Robert Waldinger, Clinical Professor of Psychiatry at Harvard Medical School; Director of the Harvard Study of Adult Development

In the study of adult development, people talk a lot about being proud of what they did. Some people were proud of winning awards or becoming CEO — those things are nice — but what really endured was the sense of, “I did good work, and it meant something to me, and it meant something to other people.” 

So I do think that there was a kind of pride in working hard, in working diligently. It’s a kind of ethic. Sure, there are people who are happy to get away with doing as little as possible. Maybe not as many of those people are attracted to places like Harvard; it’s kind of a self-selecting group. But a lot of what’s important for many of us is the sense of, “I got better at this. I learned to do this. I learned to do it well.” There’s something satisfying about it. 

I use AI sometimes. I put some writing into AI and say, “Make this better,” and it does. And then I feel guilty. It did in three seconds what might have taken me an hour. My God, I spent all these years honing my writing skills. I went to public school in Des Moines, Iowa, and we had to write an essay every week. I agonized over that stuff, and I got better at it. When I was 12 and having to write that weekly essay, if you had told me I could not do it, of course, I would have said, “Great!” But now I’m glad that they made me do it. 
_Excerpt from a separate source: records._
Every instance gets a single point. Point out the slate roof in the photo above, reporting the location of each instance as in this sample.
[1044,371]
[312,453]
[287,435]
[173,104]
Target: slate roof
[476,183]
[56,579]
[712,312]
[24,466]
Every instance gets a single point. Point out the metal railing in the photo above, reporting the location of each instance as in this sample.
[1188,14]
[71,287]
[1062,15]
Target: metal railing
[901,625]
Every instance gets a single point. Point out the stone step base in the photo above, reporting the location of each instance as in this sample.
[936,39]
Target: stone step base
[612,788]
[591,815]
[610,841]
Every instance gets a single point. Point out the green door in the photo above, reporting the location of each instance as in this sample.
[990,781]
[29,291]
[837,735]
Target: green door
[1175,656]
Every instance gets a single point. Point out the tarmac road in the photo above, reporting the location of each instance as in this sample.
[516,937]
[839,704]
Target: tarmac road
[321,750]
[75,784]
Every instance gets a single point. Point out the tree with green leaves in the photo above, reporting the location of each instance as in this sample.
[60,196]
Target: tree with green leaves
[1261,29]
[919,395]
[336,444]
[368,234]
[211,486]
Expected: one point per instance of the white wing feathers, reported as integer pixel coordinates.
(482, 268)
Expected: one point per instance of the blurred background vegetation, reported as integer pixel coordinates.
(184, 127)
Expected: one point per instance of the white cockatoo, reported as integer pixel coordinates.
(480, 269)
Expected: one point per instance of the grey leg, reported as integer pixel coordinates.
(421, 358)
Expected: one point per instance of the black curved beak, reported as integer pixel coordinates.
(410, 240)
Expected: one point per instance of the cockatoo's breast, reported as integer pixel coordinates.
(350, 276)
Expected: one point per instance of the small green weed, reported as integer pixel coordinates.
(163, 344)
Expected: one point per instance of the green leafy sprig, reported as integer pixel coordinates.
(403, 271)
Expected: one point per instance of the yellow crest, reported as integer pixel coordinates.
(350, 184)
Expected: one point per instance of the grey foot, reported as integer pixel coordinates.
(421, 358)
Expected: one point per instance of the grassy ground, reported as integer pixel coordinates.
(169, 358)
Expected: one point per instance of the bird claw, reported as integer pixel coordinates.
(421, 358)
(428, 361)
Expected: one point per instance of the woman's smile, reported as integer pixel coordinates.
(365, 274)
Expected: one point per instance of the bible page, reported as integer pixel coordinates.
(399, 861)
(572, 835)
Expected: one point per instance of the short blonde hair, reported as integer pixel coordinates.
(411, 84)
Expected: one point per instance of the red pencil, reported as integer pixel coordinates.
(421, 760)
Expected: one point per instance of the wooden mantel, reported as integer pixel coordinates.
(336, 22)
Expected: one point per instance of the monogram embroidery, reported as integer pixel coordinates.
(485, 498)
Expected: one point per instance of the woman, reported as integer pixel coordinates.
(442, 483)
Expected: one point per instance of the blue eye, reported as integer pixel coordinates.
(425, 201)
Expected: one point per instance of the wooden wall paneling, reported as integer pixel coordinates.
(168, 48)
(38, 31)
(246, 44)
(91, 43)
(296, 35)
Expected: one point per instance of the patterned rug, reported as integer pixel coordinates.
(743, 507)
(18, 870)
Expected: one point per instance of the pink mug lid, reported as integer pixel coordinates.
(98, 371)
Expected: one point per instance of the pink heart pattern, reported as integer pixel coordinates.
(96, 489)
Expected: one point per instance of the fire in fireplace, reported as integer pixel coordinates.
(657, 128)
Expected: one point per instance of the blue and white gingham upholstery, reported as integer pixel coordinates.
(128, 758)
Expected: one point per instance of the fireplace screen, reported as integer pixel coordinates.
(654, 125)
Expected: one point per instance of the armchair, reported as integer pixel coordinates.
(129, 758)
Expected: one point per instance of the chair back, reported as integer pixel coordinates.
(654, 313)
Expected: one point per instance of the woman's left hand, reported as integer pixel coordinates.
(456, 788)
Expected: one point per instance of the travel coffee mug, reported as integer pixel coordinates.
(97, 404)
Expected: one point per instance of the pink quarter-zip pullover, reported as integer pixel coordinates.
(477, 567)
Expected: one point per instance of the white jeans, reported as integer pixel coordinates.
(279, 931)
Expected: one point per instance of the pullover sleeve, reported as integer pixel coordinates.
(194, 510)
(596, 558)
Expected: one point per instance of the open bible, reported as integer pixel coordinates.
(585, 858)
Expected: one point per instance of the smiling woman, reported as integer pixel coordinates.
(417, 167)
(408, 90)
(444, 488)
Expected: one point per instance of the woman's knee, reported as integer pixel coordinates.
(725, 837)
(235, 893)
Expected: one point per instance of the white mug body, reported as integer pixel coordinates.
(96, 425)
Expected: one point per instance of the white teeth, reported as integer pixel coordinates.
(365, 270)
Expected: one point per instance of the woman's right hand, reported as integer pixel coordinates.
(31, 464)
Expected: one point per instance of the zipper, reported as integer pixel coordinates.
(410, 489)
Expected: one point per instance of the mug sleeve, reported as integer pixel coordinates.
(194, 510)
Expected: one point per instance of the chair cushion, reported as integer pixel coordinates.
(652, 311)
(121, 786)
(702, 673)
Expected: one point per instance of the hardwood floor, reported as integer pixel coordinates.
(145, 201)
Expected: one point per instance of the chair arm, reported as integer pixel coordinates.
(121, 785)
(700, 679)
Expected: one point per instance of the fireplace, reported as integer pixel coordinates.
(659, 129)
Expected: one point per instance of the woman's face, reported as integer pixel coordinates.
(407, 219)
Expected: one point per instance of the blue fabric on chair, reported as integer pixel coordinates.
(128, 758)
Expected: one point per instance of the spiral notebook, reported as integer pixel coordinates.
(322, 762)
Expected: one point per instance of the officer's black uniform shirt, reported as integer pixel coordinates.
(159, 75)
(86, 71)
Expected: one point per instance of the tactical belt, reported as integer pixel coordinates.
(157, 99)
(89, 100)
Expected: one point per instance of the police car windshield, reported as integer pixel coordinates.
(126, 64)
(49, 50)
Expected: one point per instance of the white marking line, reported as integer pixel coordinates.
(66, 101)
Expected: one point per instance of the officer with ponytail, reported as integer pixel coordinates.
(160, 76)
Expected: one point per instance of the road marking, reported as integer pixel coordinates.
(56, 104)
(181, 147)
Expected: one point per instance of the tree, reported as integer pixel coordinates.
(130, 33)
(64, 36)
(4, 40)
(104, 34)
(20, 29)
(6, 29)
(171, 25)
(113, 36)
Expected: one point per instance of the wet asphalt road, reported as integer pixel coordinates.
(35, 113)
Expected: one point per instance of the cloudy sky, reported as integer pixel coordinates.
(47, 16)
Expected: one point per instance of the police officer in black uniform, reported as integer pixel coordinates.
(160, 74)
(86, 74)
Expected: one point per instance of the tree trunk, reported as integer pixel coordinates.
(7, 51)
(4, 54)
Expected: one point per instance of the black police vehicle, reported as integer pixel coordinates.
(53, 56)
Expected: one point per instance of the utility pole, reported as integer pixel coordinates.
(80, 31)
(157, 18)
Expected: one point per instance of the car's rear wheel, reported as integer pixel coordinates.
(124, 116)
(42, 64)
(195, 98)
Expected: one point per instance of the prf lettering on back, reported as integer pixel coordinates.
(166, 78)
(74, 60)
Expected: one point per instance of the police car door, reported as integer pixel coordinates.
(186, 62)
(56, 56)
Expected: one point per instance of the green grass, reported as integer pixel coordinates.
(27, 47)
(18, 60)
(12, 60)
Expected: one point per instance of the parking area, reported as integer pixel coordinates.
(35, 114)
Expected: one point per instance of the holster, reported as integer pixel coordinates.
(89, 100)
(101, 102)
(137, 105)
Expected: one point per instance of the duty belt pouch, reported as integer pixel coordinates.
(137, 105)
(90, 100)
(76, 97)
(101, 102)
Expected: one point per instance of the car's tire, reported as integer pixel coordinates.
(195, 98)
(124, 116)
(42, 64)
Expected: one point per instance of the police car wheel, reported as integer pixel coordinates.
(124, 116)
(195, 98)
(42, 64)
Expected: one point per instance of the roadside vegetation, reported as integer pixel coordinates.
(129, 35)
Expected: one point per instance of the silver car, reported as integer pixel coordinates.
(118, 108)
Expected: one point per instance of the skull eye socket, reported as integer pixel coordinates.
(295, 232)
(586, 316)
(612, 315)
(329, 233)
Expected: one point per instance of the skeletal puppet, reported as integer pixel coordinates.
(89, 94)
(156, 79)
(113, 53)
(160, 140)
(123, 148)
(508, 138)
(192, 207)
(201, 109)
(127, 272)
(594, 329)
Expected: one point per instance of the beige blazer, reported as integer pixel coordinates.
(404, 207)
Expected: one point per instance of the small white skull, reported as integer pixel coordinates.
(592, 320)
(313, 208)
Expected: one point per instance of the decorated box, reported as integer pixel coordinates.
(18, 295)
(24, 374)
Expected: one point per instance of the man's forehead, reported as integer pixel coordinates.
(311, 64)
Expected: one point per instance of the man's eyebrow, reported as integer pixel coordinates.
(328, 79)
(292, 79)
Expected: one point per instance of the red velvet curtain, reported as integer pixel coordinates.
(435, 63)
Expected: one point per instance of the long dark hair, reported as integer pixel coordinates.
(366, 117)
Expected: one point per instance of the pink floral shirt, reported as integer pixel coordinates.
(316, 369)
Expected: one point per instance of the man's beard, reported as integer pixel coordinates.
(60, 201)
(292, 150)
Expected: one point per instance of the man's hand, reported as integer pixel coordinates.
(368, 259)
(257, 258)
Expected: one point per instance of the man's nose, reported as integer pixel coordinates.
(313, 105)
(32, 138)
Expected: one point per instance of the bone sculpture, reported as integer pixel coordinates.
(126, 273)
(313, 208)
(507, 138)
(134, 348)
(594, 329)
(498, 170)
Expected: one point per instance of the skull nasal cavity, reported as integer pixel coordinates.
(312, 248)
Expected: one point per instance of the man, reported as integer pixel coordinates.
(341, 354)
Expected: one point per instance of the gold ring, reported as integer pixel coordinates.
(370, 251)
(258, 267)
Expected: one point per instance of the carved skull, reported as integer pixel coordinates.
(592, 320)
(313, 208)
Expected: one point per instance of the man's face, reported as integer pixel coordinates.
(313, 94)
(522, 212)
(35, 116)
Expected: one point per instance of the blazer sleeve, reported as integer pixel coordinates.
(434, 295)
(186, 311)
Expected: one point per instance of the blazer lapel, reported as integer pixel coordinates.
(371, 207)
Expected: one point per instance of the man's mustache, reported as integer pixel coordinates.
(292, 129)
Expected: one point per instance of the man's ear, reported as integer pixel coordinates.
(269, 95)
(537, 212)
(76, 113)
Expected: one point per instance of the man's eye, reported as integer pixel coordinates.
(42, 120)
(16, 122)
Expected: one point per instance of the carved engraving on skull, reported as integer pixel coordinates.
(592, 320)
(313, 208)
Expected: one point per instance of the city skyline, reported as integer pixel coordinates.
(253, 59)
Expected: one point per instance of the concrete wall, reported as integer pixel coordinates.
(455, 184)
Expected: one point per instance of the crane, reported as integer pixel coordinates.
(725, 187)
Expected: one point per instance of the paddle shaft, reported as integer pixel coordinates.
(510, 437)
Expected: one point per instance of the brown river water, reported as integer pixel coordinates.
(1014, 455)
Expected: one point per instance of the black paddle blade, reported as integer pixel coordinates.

So part of it is this skill development I feel proud of. But it’s not just the writing: It’s thinking. Does the first part of this sentence logically lead to the second? It’s a way of honing our ability to think, not just to string words together. What if we don’t have to do that anymore? 

I practice Zen, and Zen very much emphasizes each moment. How do you want to spend your moments? I could be retired now. I don’t need to keep working. But I’m working because I really get satisfaction from doing the work we do. I think there is some intrinsic satisfaction in the journey, not just the destination.